This post first appeared in my other blog, Endless Streams and Forests, in March 2009.
Beinn Eighe was one of the two “Munros” that Bob and I climbed on a trip to Scotland in early summer 1998. It was a beautiful mountain.
Beinn Eighe is located near Loch Torridon, on the northwest coast of Scotland across from the Isle of Skye. It lies in that part of the map that always sparks my imagination. Any place on the map that suggests vast empty northern spaces does that, for reasons I find hard to explain. It must be that the direction north in and of itself transfixes my imagination, the same way it transfixes the compass needle. I seem to be enthralled, whether we are talking about limitless forests of white spruce in Canada or the treeless horizon of the Scottish highlands.

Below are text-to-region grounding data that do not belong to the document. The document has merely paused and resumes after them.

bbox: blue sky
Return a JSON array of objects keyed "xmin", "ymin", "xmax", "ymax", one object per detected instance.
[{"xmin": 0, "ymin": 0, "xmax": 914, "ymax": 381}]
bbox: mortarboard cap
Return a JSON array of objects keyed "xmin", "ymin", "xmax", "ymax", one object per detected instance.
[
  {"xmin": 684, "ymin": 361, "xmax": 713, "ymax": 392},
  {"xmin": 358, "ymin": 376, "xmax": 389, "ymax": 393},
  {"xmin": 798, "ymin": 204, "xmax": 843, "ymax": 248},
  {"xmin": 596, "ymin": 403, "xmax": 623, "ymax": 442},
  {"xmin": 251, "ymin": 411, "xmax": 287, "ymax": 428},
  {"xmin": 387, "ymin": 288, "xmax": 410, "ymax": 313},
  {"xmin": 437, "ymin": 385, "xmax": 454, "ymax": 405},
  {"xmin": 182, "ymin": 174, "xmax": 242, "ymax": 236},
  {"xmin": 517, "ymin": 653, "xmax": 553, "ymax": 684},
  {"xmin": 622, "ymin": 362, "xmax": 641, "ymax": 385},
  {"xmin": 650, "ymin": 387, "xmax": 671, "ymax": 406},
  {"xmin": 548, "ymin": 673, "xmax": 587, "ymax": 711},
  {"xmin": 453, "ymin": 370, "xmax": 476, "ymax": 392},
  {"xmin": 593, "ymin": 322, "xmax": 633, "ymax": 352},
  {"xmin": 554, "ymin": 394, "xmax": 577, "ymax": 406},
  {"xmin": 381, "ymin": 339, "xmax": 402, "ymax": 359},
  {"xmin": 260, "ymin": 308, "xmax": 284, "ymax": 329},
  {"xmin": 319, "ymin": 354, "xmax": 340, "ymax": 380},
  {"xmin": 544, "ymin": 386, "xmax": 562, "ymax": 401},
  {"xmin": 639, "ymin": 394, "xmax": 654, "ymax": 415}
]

At our latitude of 57 degrees in early July, light completely dominated over darkness. The light didn’t give up ownership of the sky until after 11:00 at night, and it reclaimed it before 4:00 in the morning. We stayed at a small B & B on a bare, stony hill overlooking the loch. No need to get an early start for our 11-mile, 3000′ vertical outing, so we had a comfortable breakfast before driving up the road through Glen Torridon. We passed the stark mass of Liathach with its razor’s-edge ridge of crumbling sandstone and then started our hike alongside a rushing stream.
Fog swaddled the mountaintops, but down in the rough moor where we walked, we were bathed in warm sunlight. The valley seemed alive with running streams. We circled around the western end of the wide Beinn Eighe massif and then curled back southward to climb into a high tucked-away ravine, called in Scotland a corrie. The name of this one is Coire Mhic Fhearchair. At the center of the corrie resided a beautiful loch of cold, clear water, deep green in color when you looked at it up close, shifting magically to luminous blue when you moved further away. Bob tried fishing for a few minutes, but the fish were not cooperating.
We continued toward the southeast corner of the corrie, following a rough herd path between pools and waterfalls toward a steep scree slope, then climbed up the scree into a deep couloir. The rocks to the side of the gravel chute made for good scrambling up to the top of a broad ridge.
The high mists were just starting to drift away when we saw a red deer standing on the ridge. It seemed to me like something in a dream, an apparition. We watched for a moment as the deer disappeared over the far side of the ridge. We climbed over easy open tundra a half mile to the summit. The point we reached is called Ruadh-stac-Mor (3100′), the highest of Beinn Eighe’s subpeaks. The view was the kind that demonstrates the uselessness of those threadbare superlatives like “breathtaking,” “stunning,” “spectacular.” Bob made a good stab at it in his hiking journal: “The horizon was defined by endless waves of high mountains over mists.”
The craggiest of the Torridon peaks stood to our west, but oddly enough I found the rolling open spaces directly to the north to be even more fascinating. It struck me that nowhere in that vastness did I see any roads, houses, telephone poles, or even any fences. I felt the strange pang that comes in the face of the limitless.
Another hiker joined us on the summit, telling us he’d spotted two deer and a ptarmigan on the ridge. We rested for a long time before we made our way back through the distinct stages of the journey—ridge, couloir, scree, corrie, loch, moor—that seemed like chapters in an engrossing book.